Researchers at Stanford University have identified a particular pattern of an electrical activity in the key brain region that predicts impulsive actions before they occur. They also found that a short electrical pulse delivered to that particular brain region at the right time can prevent these actions.

The researchers believe that this biomarker can be used in clinics to treat patients with impulse control disorders (ICDs).

The study is published in the Proceedings of the National Academies of Sciences.

What is an Impulse Control Disorder?

“Impulses are normal and absolutely necessary for survival,” Dr. Casey Halpern, assistant professor of neurosurgery and the study’s lead researcher, said in a statement. “They convert our feelings about what’s rewarding into concrete action to obtain food, sex, sleep and defenses against rivals or predators.”

However, people with ICDs cannot control their impulsive behavior and end up making poor judgments that often lead them to destructive ends. Scientists categorize conditions like eating disorders and addictions under ICD.

Lack of Awareness and Treatment

While the number of people who are diagnosed with ICD increases every year, this condition is not getting fully recognized and treated. For example, intermittent explosive disorder (IED), a condition characterized by the inability to control anger that could lead an individual to lash out physically, is the most common form of ICD, but only 28.8 percent of people formally diagnosed with IED have ever received treatment.

There is a “lack of treatment for patients suffering from dangerous and/or pathological impulses like overeating in obesity (despite gastric bypass surgery), drug seeking, binge drinking in alcoholism, pathological gambling to name a few,” said Halpern. “These are exceedingly common problems in our society.”

It is this lack of treatment that motivated Halpern to conduct the study.

Case Study: Mice and Binge Eating

Since the brain components for reward systems in vertebrates, like mice and humans, are largely similar, Halpern’s team first tested with mice.

Unlike the standard pellets for food, special high-fat pellets were given to mice for one hour every day for 10 days. In that one hour, they were allowed to eat as much as they wanted.

Then, researchers implanted electrode arrays in the mice’s brains and monitored electrical activity in their nucleus accumbens, the brain’s reward circuitry. In most vertebrates, this part of the brain directs survival-promoting actions by inducing pleasure in anticipating or performing such actions. So, a normal vertebrate is naturally impulsed to find pleasure in food, which is essential to survival.

In observing mice, the researchers found that a signature pattern of heightened electrical activity showed up right before binge eating, peaking one second before a mouse took a bite on the high-fat pellet.

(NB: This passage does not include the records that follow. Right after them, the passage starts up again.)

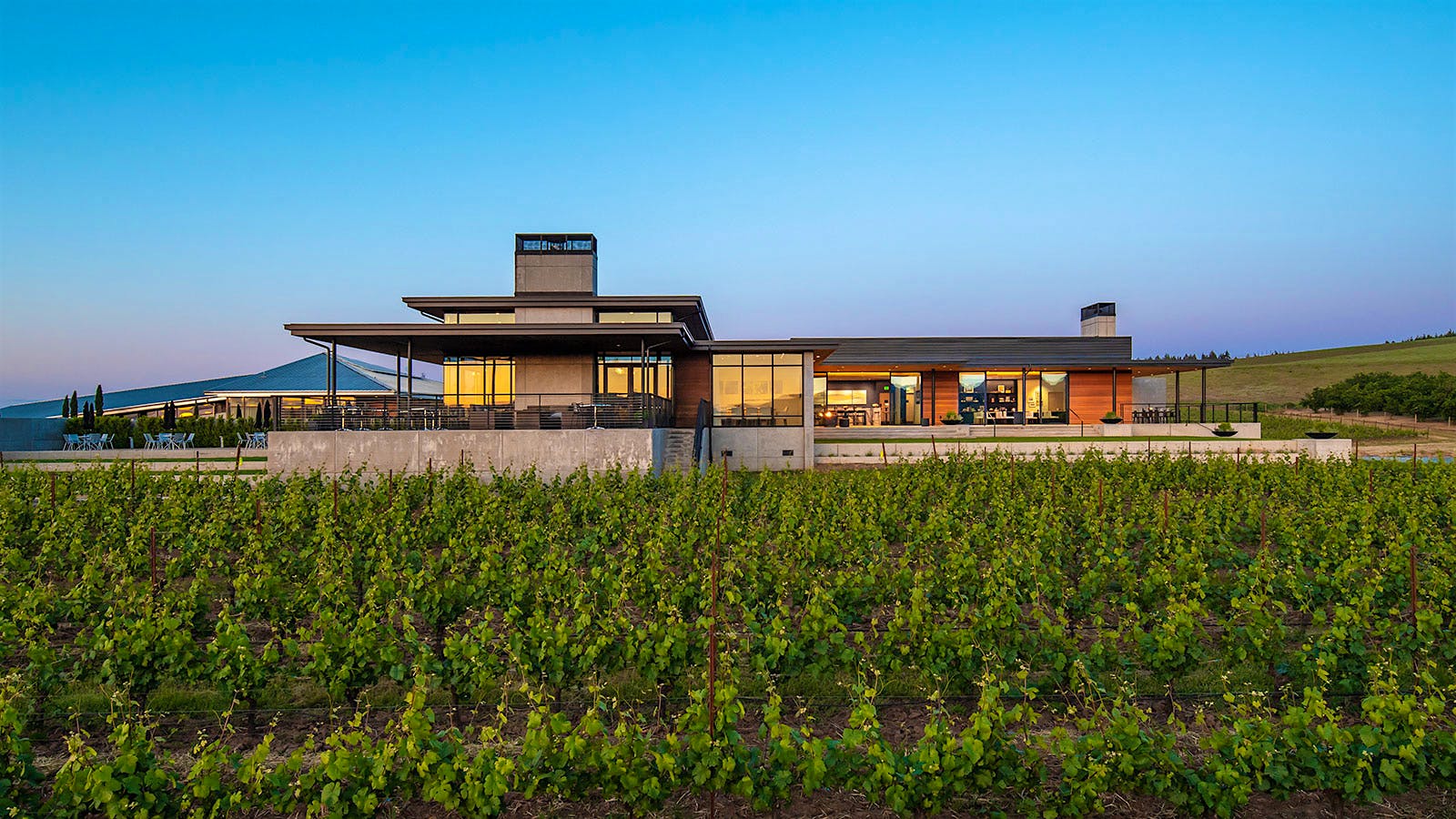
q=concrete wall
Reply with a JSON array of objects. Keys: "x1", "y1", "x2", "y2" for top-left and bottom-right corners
[
  {"x1": 268, "y1": 430, "x2": 668, "y2": 478},
  {"x1": 814, "y1": 439, "x2": 1352, "y2": 466},
  {"x1": 0, "y1": 419, "x2": 66, "y2": 451},
  {"x1": 515, "y1": 354, "x2": 597, "y2": 405},
  {"x1": 1133, "y1": 376, "x2": 1168, "y2": 404},
  {"x1": 712, "y1": 427, "x2": 814, "y2": 470},
  {"x1": 515, "y1": 254, "x2": 597, "y2": 296},
  {"x1": 815, "y1": 424, "x2": 1264, "y2": 441}
]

In contrast, when a mouse was about to bite on the standard pellet, the researchers did not find the same uptick.

In cases when the signature pattern of electrical activity showed up, the researchers delivered a small 10-second electrical pulse to the mice’s nucleus accumbens. This delivery did not affect the mice’s intake of normal food, social behavior or other physical activities, but stopped them from overindulging in the high-fat pellets.

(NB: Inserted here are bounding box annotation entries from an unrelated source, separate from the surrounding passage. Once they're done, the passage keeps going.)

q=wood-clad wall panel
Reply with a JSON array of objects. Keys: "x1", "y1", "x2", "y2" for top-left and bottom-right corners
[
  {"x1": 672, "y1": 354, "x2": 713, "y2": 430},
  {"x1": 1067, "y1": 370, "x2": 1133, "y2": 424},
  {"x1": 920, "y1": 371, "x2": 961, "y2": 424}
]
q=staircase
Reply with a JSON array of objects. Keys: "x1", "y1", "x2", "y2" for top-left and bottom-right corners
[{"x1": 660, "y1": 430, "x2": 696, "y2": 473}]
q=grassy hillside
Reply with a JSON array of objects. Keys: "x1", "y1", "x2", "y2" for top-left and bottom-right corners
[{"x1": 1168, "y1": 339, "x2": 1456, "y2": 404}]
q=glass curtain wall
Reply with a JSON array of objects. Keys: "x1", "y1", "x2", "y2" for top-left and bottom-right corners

Case Study: Humans and Cash Rewards

The study also involved a participant suffering from obsessive-compulsive disorder (OCD), who was asked to perform computerized tasks that generated cash rewards when completed successfully.

Just like mice, once the participant became nearly certain that he was going to receive a reward upon completing the task, the researchers identified the signature pattern of heightened electrical activity in his nucleus accumbens.

“The fact that we saw a similar signal prior to two different behaviors, both intended to obtain rewards — food in the case of mice, money in the case of the human subject — to which the individuals had become hypersensitized by their repeated exposure suggests that this signal may be common to many impulsive behaviors, making them amenable to treatment along similar lines,” Halpern said in a statement.

What’s next?

The team hopes to further study on humans to confirm that a similar delivery of electrical pulses will prevent humans from acting impulsively as it did for mice, and is currently seeking funding for testing on humans, Halpern said.

“Imagine if you could predict and prevent a suicide attempt, a heroin injection, a burst of binge eating or alcohol intake, or a sudden bout of uncontrolled rage,” Halpern said in a statement.

In the near future, Halpern said the team hopes to start testing on humans with severely refractory obesity.